NINEWAH PROVINCE // Efforts to control Iraq’s border with Syria are being undermined by a shortage of manpower and money as well as police collaboration with insurgents, according to officers in the Iraqi security forces.
A critical 400km section of the desert frontier in Ninewah province, northern Iraq, near Mosul, is currently being guarded by a 3,600-man detachment of the Iraqi Border Patrol (IBP). Despite long-running concerns about Islamic militants crossing into Iraq and an ongoing diplomatic crisis between Baghdad and Damascus over claims of Syrian support for insurgents, Iraqi commanders in the area say they remain significantly under resourced.

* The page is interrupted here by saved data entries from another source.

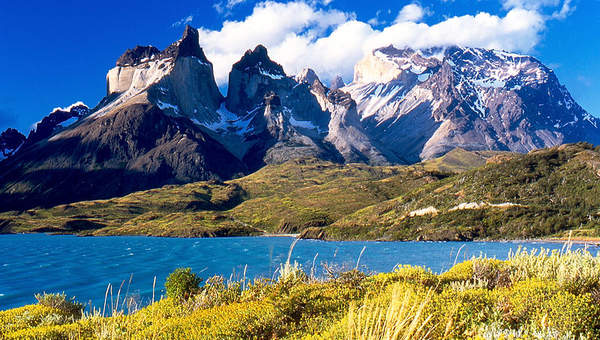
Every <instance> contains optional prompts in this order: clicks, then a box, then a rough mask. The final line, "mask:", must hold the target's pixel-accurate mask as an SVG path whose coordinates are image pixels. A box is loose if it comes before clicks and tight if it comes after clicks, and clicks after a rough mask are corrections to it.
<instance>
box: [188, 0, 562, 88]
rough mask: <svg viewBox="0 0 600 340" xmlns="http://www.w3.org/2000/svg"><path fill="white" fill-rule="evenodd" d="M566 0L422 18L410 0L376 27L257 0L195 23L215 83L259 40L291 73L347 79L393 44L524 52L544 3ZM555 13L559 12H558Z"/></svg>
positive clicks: (288, 2)
mask: <svg viewBox="0 0 600 340" xmlns="http://www.w3.org/2000/svg"><path fill="white" fill-rule="evenodd" d="M569 2H570V1H568V0H567V1H565V2H562V3H561V2H560V1H555V0H538V1H533V0H505V1H503V2H502V3H503V6H504V8H505V9H506V10H507V12H506V13H505V14H504V15H496V14H490V13H486V12H480V13H477V14H475V15H462V16H454V17H449V18H446V19H445V20H443V21H440V22H437V23H423V22H420V20H422V18H423V17H424V16H425V15H426V14H427V13H428V10H427V9H425V8H423V7H421V6H420V5H419V4H416V3H413V4H409V5H407V6H405V7H403V8H402V9H401V10H400V11H399V13H398V16H397V18H399V19H400V20H398V19H397V20H395V21H394V23H391V24H389V25H388V26H386V27H383V28H380V29H376V28H374V27H373V26H371V25H370V24H369V23H367V22H363V21H360V20H357V18H356V15H355V14H353V13H346V12H342V11H339V10H336V9H325V8H320V7H319V5H318V4H316V3H315V2H305V1H301V0H297V1H293V2H288V3H280V2H275V1H265V2H261V3H258V4H257V5H256V6H255V7H254V10H253V11H252V13H251V14H250V15H248V16H247V17H246V18H244V19H243V20H240V21H225V22H224V23H223V26H222V27H221V29H219V30H210V29H206V28H200V29H199V39H200V44H201V46H202V47H203V48H204V50H205V52H206V54H207V56H208V57H209V59H211V60H213V62H214V68H215V76H216V79H217V82H218V83H219V84H221V85H222V84H225V83H226V82H227V77H228V74H229V71H230V69H231V65H232V64H233V63H234V62H236V61H237V60H238V59H239V56H240V54H242V53H243V52H244V51H245V50H247V49H249V48H252V47H254V46H255V45H257V44H263V45H265V46H266V47H267V48H268V49H269V51H270V53H271V55H272V57H273V58H274V60H277V61H278V62H279V63H281V64H282V65H283V66H284V69H285V71H286V73H288V74H295V73H298V72H300V71H301V70H302V69H303V68H304V67H306V66H307V65H310V66H311V67H312V68H314V69H315V71H316V72H317V73H318V74H319V75H320V76H322V77H323V79H332V78H334V77H335V76H336V75H338V74H342V75H343V77H344V79H351V78H352V74H353V67H354V65H355V64H356V62H357V61H358V60H360V59H361V58H362V57H363V56H364V54H365V52H368V51H370V50H373V49H375V48H378V47H382V46H387V45H390V44H393V45H394V46H396V47H413V48H426V47H431V46H447V45H464V46H473V47H483V48H495V49H504V50H510V51H520V52H529V51H531V50H532V49H533V48H534V47H535V46H536V45H537V43H538V42H539V40H540V34H541V33H542V32H543V30H544V29H545V23H546V21H547V20H551V19H552V18H554V17H555V16H554V15H552V16H548V15H544V14H543V13H542V10H543V9H544V8H546V7H548V6H554V7H556V6H558V7H557V8H558V9H557V12H555V14H556V16H558V15H559V14H560V13H562V9H563V8H565V6H566V8H567V9H570V7H569ZM557 13H558V14H557Z"/></svg>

“We have a shortage of soldiers in the border patrol. We need an extra 700 to 1,000 to be able to do our job properly and they probably need better pay. At the moment a basic border patrol officer earns about US$420 [Dh1,500] a month. It’s not enough,” said Lt Col Rashid Hassan al Raskani, a battalion commander in the IBP in Ninewah.
Corruption is rife in Iraq, with security officials complaining that insurgents routinely bribe their way through checkpoints or out of police custody. Low salaries are partly to blame and reduced Iraqi government budgets, a result of oil prices that have tumbled from just over US$145 (Dh533) a barrel last July to just under $70 now, have done nothing to help the situation.

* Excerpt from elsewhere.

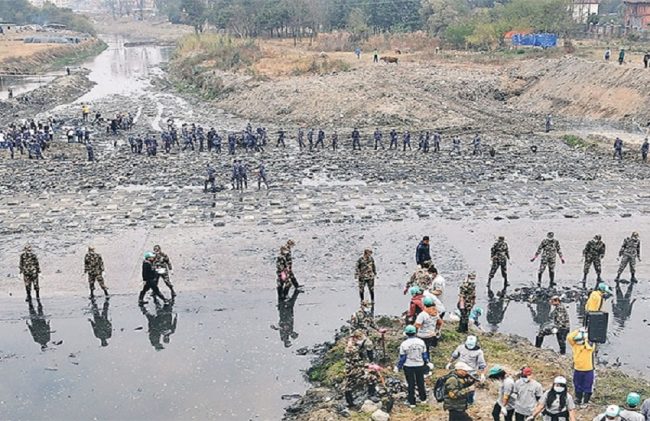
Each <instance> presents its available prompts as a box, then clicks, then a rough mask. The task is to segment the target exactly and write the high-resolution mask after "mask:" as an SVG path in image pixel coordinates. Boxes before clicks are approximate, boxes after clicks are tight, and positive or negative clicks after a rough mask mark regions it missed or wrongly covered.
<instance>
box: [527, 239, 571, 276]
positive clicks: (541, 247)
mask: <svg viewBox="0 0 650 421" xmlns="http://www.w3.org/2000/svg"><path fill="white" fill-rule="evenodd" d="M554 236H555V235H554V234H553V233H552V232H549V233H548V234H546V238H545V239H544V240H542V242H541V243H540V245H539V247H538V248H537V252H535V256H533V258H532V259H530V261H531V262H534V261H535V259H537V257H538V256H539V255H540V254H541V255H542V259H541V261H540V262H539V271H538V272H537V286H539V287H541V286H542V275H543V274H544V271H545V270H546V266H548V277H549V280H550V283H549V286H550V287H551V288H552V287H553V286H555V255H558V256H560V260H561V261H562V264H564V257H563V256H562V250H561V249H560V242H559V241H557V240H556V239H555V238H554Z"/></svg>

Lt Col al Raskani, who has served on the Iraq-Syria frontier since 2004, said while the security situation had improved in recent years, foreign Islamic militants were still entering Iraq and carrying out high-casualty attacks.
“No border in the world is totally secure and Iraq’s border with Syria is no different,” he said in an interview. “Every day we conduct patrols and operations and we catch smugglers and terrorists.”